Taipei Land Use
- Job: University Project
- Date : April 2018 - June 2018
- Code: https://github.com/GrimReaperSam/TaipeiLandUse
For many growing or developed cities, justice for housing is a serious issue. Unaffordable house prices are a pain for the young generation. Moreover, real estate speculation and urban renewal sometimes worsen the situation. Our project takes Taipei as a case study, trying to discover the city’s land use with the help of satellite imagery and data released by the government.
We collect urban renewal data, and analyze the change of surroundings before and after the renewal such as land price, and environmental factors. We also analyze the relationship between renewed areas and illegal rooftops - the assumption is that these illegal rooftops represent houses for rental.
In the end, we build a platform to allow users to explore the evolution of the city and the land use. The user can understand the advantages and disadvantages a renewal can bring by comparing its surrounding between different years. In the end, we want to have an interactive way to demonstrate the gentrification in the city, showing how it affects people’s everyday lives.
This project is based on data collection, analysis and usage of historical maps and renewal land information in Taipei. The technical work is split into four parts. Obtaining the historical map models, collecting land renewal data, data analysis using QGIS and user interface with ArcGIS JS API. This data was not localized in one source and as such we had to devise different methods to obtain it.
For the illegal rooftops, we obtained one CSV and one PDF file. We were able to easily parse them and collect the coordinates (lat, lon) of every illegal structure in these documents. This resource has no date accompanying it, they are all assumed to predate any other resources we have and have remained until their date of declaration. In total we had 435 illegal structure locations.

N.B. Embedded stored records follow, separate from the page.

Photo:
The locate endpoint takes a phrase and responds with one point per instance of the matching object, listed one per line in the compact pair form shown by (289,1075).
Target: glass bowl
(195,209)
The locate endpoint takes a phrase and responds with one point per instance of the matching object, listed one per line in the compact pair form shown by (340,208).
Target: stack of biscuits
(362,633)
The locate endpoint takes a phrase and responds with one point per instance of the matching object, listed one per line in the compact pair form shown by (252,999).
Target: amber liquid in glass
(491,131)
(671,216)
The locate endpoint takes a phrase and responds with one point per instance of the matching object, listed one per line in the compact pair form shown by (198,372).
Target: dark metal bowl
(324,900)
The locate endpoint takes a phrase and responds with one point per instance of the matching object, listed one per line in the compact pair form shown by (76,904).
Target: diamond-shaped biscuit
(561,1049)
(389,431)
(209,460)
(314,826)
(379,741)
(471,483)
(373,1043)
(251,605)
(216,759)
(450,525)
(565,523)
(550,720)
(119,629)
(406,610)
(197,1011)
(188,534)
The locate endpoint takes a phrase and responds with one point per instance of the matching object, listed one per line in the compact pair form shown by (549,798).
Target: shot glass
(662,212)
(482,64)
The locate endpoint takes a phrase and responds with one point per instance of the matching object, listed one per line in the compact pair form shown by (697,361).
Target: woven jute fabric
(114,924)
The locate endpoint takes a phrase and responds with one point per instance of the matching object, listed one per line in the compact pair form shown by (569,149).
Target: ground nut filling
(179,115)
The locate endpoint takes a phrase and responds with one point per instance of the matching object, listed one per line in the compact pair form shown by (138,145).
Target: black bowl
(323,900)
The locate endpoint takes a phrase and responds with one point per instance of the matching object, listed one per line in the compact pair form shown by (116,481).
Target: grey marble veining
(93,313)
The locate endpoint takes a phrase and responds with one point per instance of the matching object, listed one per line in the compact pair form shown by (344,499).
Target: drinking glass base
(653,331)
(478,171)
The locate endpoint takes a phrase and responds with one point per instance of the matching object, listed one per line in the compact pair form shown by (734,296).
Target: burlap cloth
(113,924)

The renewal lands information was spread across multiple scanned PDFs. Each renewal area had its own file and they were organized by districts. We chose to limit ourselves to data coming after 2012 since the land numbering system has changed in Taipei. For each PDF we used google’s OCR to obtain the land numbers we are interested in, and reviewed them manually to fix any mistakes. In total we were able to obtain 330 renewal areas. In order to work with these areas, we translated them into GeoJSON using the previously mentioned land number to GeoJSON API.
The land prices were provided for every year since 2013 in CSV format, however they were for all the numbers in Taipei. We only kept the ones relevant to us by checking the correspondence with the numbers from the renewal areas.